公募研究班(平成27年度)

森本 元

27年度の実施計画

目的を達成するために、本年度(研究1年目)は、野外での野生鳥類捕獲による羽毛サンプルの収集と、羽毛に適した分光測定手法の確立、特定の種における羽毛内部構造の解明に重点を置く。

今年度は、1) 構造色を持ついくつかの鳥種について、その繁殖羽を中心的な材料として、主に野外の野生個体から羽毛を収集する。2) 採集した材料種の羽毛サンプルを用いて、羽毛内部の微細構造の構成パターンを走査型電子顕微鏡による観察と撮影画像を用いた計測から羽毛内部構造の把握する。加えて、顕微分光手法の確立を試み、分光測定によって発色を量的に評価する。3) 材料種について種内での羽毛微細構造の差異のパターンを把握し、発色の変化と構造の関連性を検討する。

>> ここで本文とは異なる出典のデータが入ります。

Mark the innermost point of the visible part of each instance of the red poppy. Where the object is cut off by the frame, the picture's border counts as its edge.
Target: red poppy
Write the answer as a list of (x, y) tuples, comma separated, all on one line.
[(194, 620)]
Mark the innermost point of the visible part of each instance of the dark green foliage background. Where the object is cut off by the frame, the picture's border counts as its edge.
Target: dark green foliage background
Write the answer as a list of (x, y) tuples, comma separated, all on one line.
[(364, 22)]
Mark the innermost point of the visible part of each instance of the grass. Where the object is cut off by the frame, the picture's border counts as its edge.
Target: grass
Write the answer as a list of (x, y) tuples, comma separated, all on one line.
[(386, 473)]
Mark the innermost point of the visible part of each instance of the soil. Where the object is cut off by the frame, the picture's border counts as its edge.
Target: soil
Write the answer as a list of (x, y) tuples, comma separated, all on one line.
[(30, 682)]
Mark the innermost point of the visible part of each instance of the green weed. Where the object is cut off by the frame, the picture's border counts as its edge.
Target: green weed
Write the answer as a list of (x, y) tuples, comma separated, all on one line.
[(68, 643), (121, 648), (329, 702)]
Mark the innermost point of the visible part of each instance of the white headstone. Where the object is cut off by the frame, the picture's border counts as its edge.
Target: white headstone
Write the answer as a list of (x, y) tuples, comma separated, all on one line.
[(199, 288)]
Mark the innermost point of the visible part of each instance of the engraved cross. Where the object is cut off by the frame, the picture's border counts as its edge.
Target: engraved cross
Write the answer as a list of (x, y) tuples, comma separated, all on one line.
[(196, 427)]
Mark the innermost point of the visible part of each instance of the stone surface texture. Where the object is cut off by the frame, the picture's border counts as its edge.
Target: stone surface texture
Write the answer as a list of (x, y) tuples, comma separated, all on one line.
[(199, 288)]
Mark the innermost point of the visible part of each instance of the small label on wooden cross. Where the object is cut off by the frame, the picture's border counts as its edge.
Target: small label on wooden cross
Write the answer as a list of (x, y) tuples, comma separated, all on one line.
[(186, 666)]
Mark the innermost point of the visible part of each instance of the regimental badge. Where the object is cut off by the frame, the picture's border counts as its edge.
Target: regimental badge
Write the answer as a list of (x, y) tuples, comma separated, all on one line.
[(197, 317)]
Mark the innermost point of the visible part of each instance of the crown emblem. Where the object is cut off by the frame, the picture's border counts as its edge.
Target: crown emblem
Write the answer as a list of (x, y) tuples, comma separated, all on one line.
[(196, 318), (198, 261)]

得られた結果を基にして、羽毛内微細構造と色の変化を説明する、特定の種に特化した統計モデル構築を試みることを通じて、羽毛内に観察される代表的な内部構造物の発色における役割と機能を評価する。

27年度の実施報告

生物と工学の学際的研究分野である「バイオミメティックス(生物規範工学)」の一分野である「構造色」の研究を行った。鳥類の構造色は、昆虫や魚類とは異なる微細構造で発色することが知られている。本研究は、このユニークな鳥類型の構造色の中でも、非虹色の構造色に着目する。その発色の源である羽毛内の微細構造について、色が異なる複数の鳥種を対象に色と羽毛構造の関係を調査し、構造色発色の基盤情報をカタログ的に充実させる。これは「色彩に影響する羽毛内の微細構造の変化」と「それに伴う色の変化」の関係性を明らかにする研究であり、鳥類における非虹色の構造色の発色メカニズムを解明することを目的としている。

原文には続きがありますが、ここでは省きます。